諱は翼(たすく)、字は子鳳、号は鷧、晩年に九幸翁。
杉田氏は近江源氏である佐々木氏の支族である真野氏の家系。
後北条氏に仕えた真野信安のときに間宮姓に改め、子の長安の代に復姓。
医家としては、玄白で3代目にあたる。
同時代に活躍し、間宮海峡にその名を残す探検家である間宮林蔵は同族である。
経歴
江戸、牛込の小浜藩酒井家の下屋敷に生まれるが、玄白の生母は出産の際に死去している。
下屋敷で育ち、元文5年(1740年)には一家で小浜へ移り、父の玄甫が江戸詰めを命じられる延享2年(1745年)まで過ごす。
青年期には家業の医学修行を始め、医学は奥医の西玄哲に、漢学は本郷 (文京区)に開塾していた古学派の儒者宮瀬竜門に学ぶ。
宝暦2年(1752年)に小浜藩医となり、上屋敷に詰める。
宝暦7年(1757年)には江戸、日本橋 (東京都中央区)地域としての日本橋に開業し、町医者となる。
同年7月には、江戸で博物学本草学者の田村元雄や平賀源内らが物産会を主催。
出展者には中川淳庵の名も見られ、蘭学者グループの交友はこの頃にははじまっていたと思われる。

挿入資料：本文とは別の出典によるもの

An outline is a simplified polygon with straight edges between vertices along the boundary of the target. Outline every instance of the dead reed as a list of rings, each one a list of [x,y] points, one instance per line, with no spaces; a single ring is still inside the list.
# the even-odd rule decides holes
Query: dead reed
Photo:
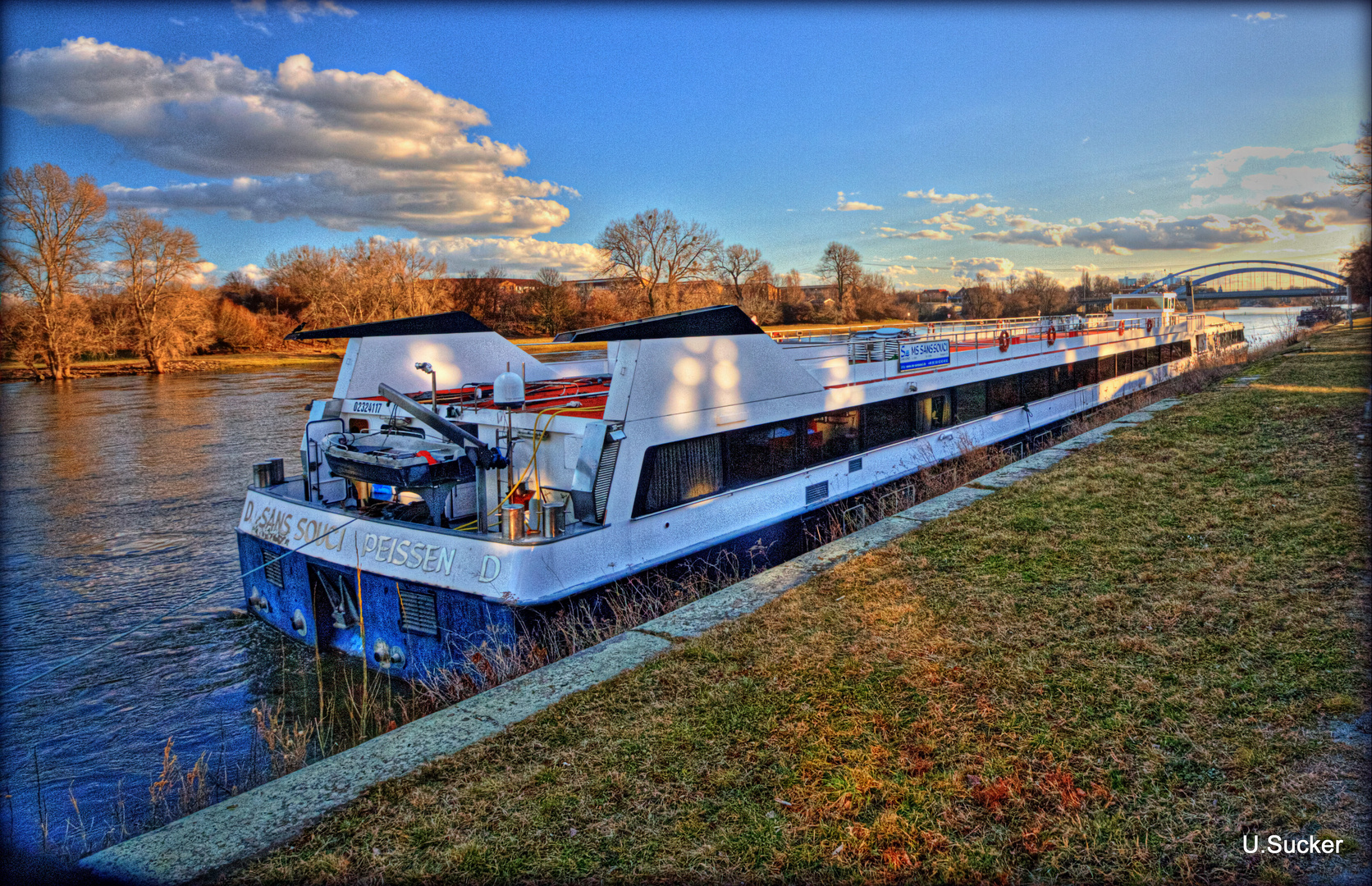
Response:
[[[921,470],[877,490],[830,505],[803,525],[807,549],[819,547],[878,520],[912,507],[922,501],[952,491],[1018,458],[1076,436],[1114,418],[1168,396],[1192,394],[1235,374],[1243,365],[1308,337],[1294,325],[1277,342],[1246,351],[1199,355],[1183,376],[1154,388],[1111,400],[1037,438],[1006,446],[971,447],[956,458]],[[331,661],[325,687],[324,662],[314,657],[314,673],[300,676],[302,691],[314,695],[311,704],[289,704],[289,687],[283,683],[274,704],[254,708],[254,742],[250,758],[229,772],[221,749],[217,774],[211,775],[207,754],[185,769],[167,738],[159,771],[148,786],[145,808],[130,812],[121,790],[106,822],[97,827],[84,816],[69,790],[73,816],[64,819],[62,834],[54,833],[41,772],[38,772],[38,830],[43,848],[59,859],[74,861],[118,843],[132,835],[161,827],[225,797],[236,795],[266,780],[294,772],[314,760],[388,732],[399,726],[442,710],[480,691],[499,686],[549,662],[589,649],[674,609],[729,587],[771,565],[767,551],[750,550],[744,558],[720,553],[691,558],[685,568],[652,569],[616,582],[593,595],[583,595],[552,613],[532,614],[525,630],[510,642],[487,640],[476,647],[454,649],[451,664],[431,667],[416,679],[368,679],[361,662]],[[495,635],[491,631],[491,635]],[[361,668],[358,676],[354,676]],[[313,678],[313,679],[306,679]],[[283,675],[283,680],[285,676]],[[316,708],[317,715],[291,713]],[[37,756],[34,757],[37,771]]]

宝暦4年(1754年)には京都で山脇東洋が、処刑された罪人の腑分け(人体解剖)を実施している。
国内初の人体解剖は蘭書の正確性を証明し、日本の医学界に波紋を投げかけるとともに、玄白が五臓六腑説への疑問を抱くきっかけとなる。
明和2年(1765年)には藩の奥医師となる。
同年、オランダ商館長やオランダ通詞らの一行が江戸へ参府した際、玄白は源内らと一行の滞在する長崎屋源右衛門を訪問。

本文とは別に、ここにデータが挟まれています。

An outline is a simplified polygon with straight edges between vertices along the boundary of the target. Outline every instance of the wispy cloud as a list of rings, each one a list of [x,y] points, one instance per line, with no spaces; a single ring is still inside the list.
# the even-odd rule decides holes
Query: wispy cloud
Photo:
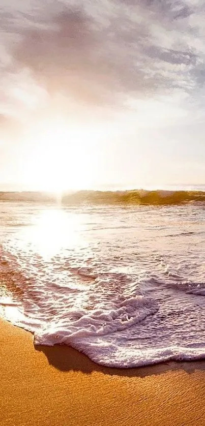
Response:
[[[201,96],[201,1],[4,2],[3,114],[38,108],[45,92],[91,107],[175,93],[186,102]]]

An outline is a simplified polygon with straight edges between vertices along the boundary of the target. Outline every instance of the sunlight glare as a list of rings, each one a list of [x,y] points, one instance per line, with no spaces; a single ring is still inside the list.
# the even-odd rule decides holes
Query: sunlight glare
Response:
[[[63,119],[41,124],[26,136],[30,150],[22,180],[33,190],[59,193],[89,189],[96,137],[93,129],[82,130]]]

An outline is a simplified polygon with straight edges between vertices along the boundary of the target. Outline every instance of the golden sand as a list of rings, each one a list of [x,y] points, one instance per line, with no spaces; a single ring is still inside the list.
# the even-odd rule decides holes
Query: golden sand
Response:
[[[0,321],[1,426],[205,425],[205,361],[101,367]]]

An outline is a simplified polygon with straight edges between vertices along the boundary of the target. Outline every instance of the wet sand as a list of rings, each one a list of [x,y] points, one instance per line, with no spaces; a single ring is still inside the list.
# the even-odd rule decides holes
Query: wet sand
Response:
[[[103,368],[0,320],[1,426],[205,424],[205,361]]]

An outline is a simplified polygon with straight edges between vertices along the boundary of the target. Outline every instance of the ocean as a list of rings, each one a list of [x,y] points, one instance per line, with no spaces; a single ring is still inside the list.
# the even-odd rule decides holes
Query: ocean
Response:
[[[0,315],[35,345],[110,367],[205,358],[204,202],[2,201],[0,236]]]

通詞の西善三郎からオランダ語学習の困難さを諭され、玄白はオランダ語習得を断念している。
明和6年(1769年)には父の玄甫が死去。
家督と侍医の職を継ぎ、新大橋の中屋敷へ詰める。
明和8年(1771年)、自身の回想録である『蘭学事始』によれば、中川淳庵がオランダ商館院から借りたオランダ語医学書『ターヘル・アナトミア』をもって玄白のもとを訪れる。
玄白はオランダ語の本文は読めなかったものの、図版の精密な解剖図に驚き、藩に相談してこれを購入する。

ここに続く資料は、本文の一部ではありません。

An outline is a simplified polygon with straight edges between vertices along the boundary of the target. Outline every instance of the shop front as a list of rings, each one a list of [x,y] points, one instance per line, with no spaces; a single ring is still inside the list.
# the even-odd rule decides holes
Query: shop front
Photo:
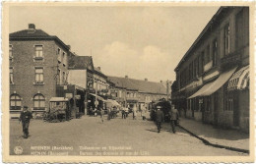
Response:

偶然にも長崎から同じ医学書を持ち帰った前野良沢や、中川淳庵らとともに小塚原刑場(東京都荒川区南千住)で死体の腑分けを実見し、解剖図の正確さに感嘆する。
杉田玄白、前野良沢らは『ターヘル・アナトミア』を和訳し、安永3年(1774年)に『解体新書』として刊行するに至る。
安永5年(1776年)藩の中屋敷を出て、近隣の竹本藤兵衛(旗本、500石取)の浜町拝領屋敷500坪のうちに地借し外宅する。
晩年には回想録として『蘭学事始』を執筆し、後に福澤諭吉により公刊される。
文化2年(1805年)には、11代将軍徳川家斉に拝謁し、良薬を献上している。
文化4年(1807年)に家督を子の伯元に譲り隠居。
著書に『形影夜話』ほか。
墓所は東京都港区 (東京都)愛宕 (東京都港区)の栄閑院。
肖像は石川大浪筆のものが知られ、早稲田大学図書館に所蔵されている。
評価
蘭学を世間に知らしめた功績が特に評価されている。
また後進の育成にも熱心で以後蘭学が発展する基礎を築いた。